Second: Exercise. I need to exercise. He references a study you can see in my previous post. But he knows fibromyalgia compromises me in this area and to help with this the clinic he works at has a team of doctors, including a physical rehabilitation worker, and psychologist all geared to help me attain that goal. And I said sure that sounds like a plan there.
Third: Since the vertigo inhibits my ability to exercise he will start me on Sibelium. I should mention I mentioned this myself based on research I have done, but he said why not?

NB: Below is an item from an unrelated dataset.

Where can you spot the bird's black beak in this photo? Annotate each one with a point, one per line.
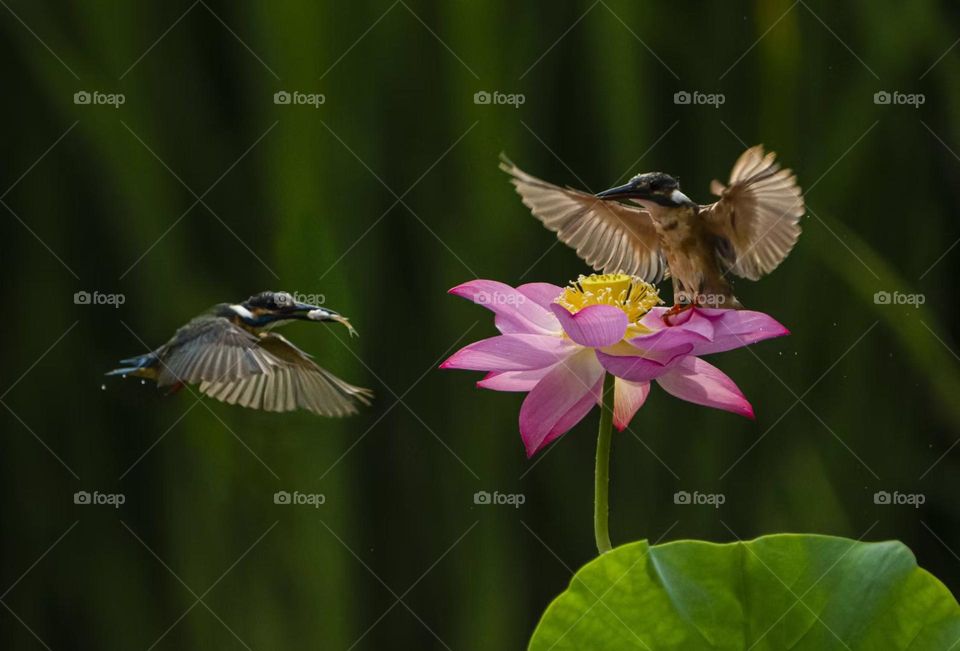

“Why it is prescribed (Indications) :
This medication is a calcium channel blocker, prescribed for migraine occlusive peripheral vascular disease, vertigo of central and peripheral origin and as an adjuvant in the therapy of epilepsy.
When it is not to be taken (Contraindications):
Contraindicated in patients with history of depression or pre-existing extra pyramidal disorders and hypersensitivity.”
I don’t mind this med. I have in fact taken it before. I want to try it for vertigo specifically.
So I will be on this for four months. See how it goes. If it goes well then I may be going to their pain management section for the exercise goal.
Now I just have to get a plan of action on the quitting smoking business, which is not an easy feat by any means for me. It has been on my mind for months but pain being as it is, just have not yet done anything about it.
On a side note, this neuro does not believe my nerve damage in my hands was due to the migraines at all for the same reasons I do. The one neuro who said it was a stroke…well he really was dismissive and didn’t listen that well… the nerve damage is my entire right hand, but also part of the left… that doesn’t sound like a stroke. This neuro agrees. As to my original neuro who speculated it was because I always have persistent migraines and then that status migraine such that it caused nerve damage? I never heard of that happening… certainly not in peripheral nerves. And this neuro agreed. He literally said all the things I thought. So since it was never looked into I have no idea what caused the damage, which means it could be idiopathic or something else. Hard to say. In all likelihood, it is comorbid with the fibromyalgia and has nothing to do with the migraines at all.